Coping with divorce is a difficult process. Here are three steps that will help recover, learn and grow from your experience.
1. Give yourself time to heal
Nobody expects someone who’s just had surgery to be back to work the next week. Emotional injuries need time and nurturing to recover, too. You may feel exhausted, disoriented, sad, stressed and angry from your divorce. It may even be hard to identify what you are feeling. Use this time–weeks, months, whatever seems right to you–to explore your emotions and simply be with them. This is time for you–not your ex-spouse. Avoid contacting him/her and instead work on building up your personal strength.

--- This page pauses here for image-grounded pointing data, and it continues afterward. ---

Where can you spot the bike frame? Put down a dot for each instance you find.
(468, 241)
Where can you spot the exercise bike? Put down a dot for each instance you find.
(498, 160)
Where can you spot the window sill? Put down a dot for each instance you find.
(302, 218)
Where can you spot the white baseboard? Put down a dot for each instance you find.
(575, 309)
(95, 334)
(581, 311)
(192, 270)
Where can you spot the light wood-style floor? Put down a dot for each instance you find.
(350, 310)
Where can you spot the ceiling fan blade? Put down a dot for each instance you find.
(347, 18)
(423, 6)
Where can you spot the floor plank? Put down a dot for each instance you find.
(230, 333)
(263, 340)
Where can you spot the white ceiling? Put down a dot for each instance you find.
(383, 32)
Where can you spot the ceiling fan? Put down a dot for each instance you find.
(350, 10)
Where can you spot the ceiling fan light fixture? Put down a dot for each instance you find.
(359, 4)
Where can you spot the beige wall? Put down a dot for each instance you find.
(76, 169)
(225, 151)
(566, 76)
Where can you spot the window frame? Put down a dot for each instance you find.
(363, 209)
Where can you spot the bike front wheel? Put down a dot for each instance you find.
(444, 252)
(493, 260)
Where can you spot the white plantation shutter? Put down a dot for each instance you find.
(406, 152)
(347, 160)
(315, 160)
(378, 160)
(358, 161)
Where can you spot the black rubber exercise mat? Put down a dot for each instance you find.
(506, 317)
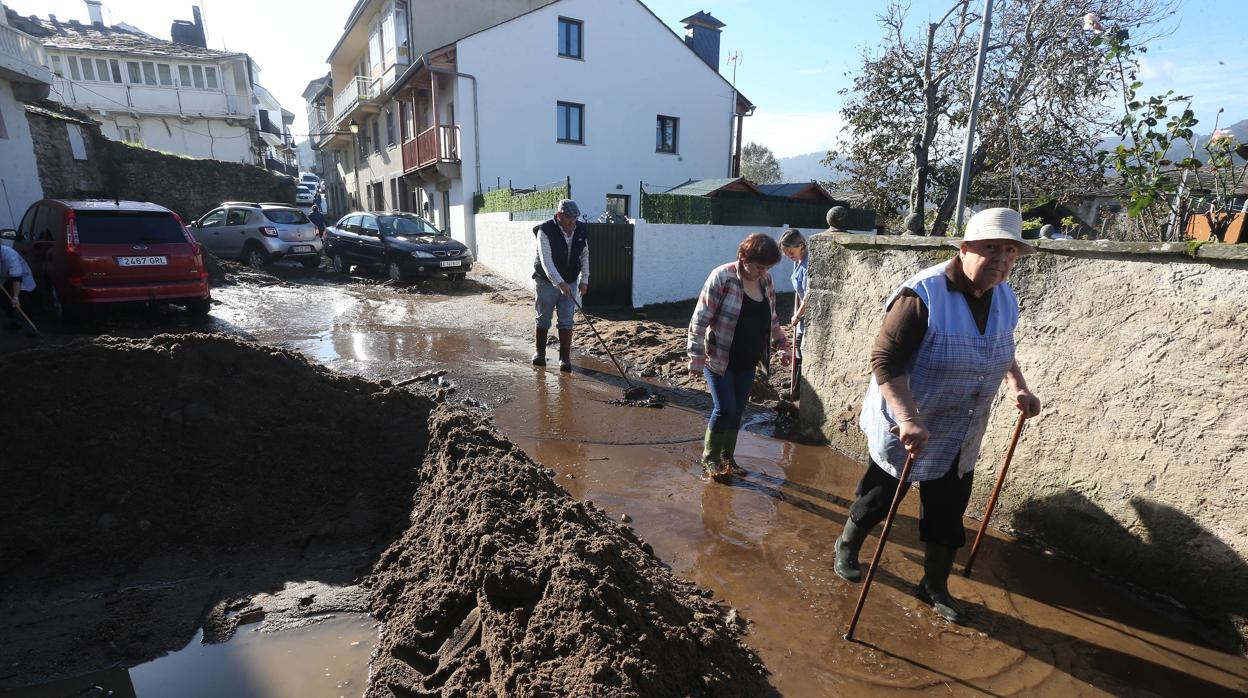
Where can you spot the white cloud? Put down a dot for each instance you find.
(794, 132)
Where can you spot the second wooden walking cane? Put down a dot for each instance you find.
(879, 547)
(996, 492)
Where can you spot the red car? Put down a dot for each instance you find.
(92, 251)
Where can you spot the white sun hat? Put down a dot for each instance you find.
(997, 224)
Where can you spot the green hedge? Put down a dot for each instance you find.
(744, 211)
(506, 200)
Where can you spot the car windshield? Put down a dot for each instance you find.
(126, 227)
(291, 216)
(407, 225)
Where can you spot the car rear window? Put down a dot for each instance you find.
(407, 225)
(288, 216)
(125, 227)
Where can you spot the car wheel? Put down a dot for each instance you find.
(256, 256)
(199, 307)
(340, 264)
(65, 314)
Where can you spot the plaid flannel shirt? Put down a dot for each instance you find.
(714, 321)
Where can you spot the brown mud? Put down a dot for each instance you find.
(181, 481)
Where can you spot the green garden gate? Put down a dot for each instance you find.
(610, 265)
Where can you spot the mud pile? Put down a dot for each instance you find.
(134, 447)
(506, 586)
(224, 272)
(226, 456)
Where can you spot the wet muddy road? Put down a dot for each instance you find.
(1040, 624)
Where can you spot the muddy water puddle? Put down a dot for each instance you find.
(321, 659)
(765, 543)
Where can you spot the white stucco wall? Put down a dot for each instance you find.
(670, 262)
(19, 176)
(634, 69)
(210, 139)
(506, 246)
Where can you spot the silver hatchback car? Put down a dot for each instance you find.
(258, 234)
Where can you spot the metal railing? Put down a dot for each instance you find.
(358, 89)
(26, 49)
(436, 144)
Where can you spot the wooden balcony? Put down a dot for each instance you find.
(431, 147)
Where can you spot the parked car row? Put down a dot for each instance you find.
(84, 252)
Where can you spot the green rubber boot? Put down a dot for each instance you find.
(934, 588)
(730, 452)
(713, 453)
(848, 547)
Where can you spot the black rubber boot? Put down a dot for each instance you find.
(730, 453)
(565, 351)
(539, 339)
(848, 547)
(934, 588)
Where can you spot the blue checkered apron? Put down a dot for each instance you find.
(954, 376)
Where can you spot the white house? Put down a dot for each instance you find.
(23, 78)
(599, 91)
(176, 96)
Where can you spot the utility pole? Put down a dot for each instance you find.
(964, 187)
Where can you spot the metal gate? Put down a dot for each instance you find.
(610, 265)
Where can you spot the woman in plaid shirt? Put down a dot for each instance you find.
(730, 334)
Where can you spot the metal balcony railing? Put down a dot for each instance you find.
(23, 54)
(358, 90)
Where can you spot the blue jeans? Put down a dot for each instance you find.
(548, 301)
(730, 393)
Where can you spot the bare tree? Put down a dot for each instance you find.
(1045, 104)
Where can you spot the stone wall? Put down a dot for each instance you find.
(111, 169)
(1140, 352)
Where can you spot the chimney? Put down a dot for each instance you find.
(702, 35)
(95, 11)
(184, 31)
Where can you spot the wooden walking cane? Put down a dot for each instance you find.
(879, 547)
(996, 491)
(24, 316)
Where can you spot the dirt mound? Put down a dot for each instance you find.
(506, 586)
(131, 447)
(224, 272)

Do what you need to feel calm and safe. Go for a backpacking trip or other travel; treat yourself well with warm baths and comforting activities. A spiritual or religious practice can be useful for coping with divorce. And a non-religious practice such as meditation can be a great help in finding calm clarity and strength. Keep in mind the bigger picture and all the good things you still have in your life. Towards the end of the healing period the emotional turmoil will abate and you will be ready to accept and acknowledge what has happened.
2. Reflect and learn
The next step for coping with divorce is to begin to reflect on what has happened. While you may have sought solitude and quiet during your healing process, now is the time to re-engage with the world. This step is important to move on and avoid depression.
Hopefully you now be able to approach what went wrong in your marriage with more clarity and objectivity. If you want to move on and have healthy relationships in the future, you will need to address your role in the failure of the previous one. If you don’t learn the skills to make your next marriage different, you will just experience the same problems with another partner down the road.
For some people, talking to an outside party such as a counselor, therapist or priest can help with this introspection. Others work better by themselves. The key is to not focus on what your spouse did wrong. Of course, he played his own part in the divorce. But this is about you. You want to get on with your life, so you need to figure out what you did wrong and need to change. Making a list can be extremely helpful. Tip: Instead of focusing on specific mistakes, look for patterns and habits in the way you act and react to things.
3. Grow and move on
Going through this process will give you incredible personal insight. Now that you’ve pinpointed the parts that need work, it’s time to address them. Do you have a short temper? Do you tend to avoid conflict all together? Are you negative or controlling? Skills-based learning will help you change negative habits and learn how to communicate with your spouse and increase positivity and intimacy.
You may also want to try changing non-relationship habits. In times of stress we tend to only cling harder to old patterns–patterns that may be holding you back. Try taking a public speaking course to dispel shyness. Go back to school for an advanced degree or a career change. Cut your hair. Take up bike riding. New activities will help you make new friends, build confidence, and even–perhaps–find a new romantic partner.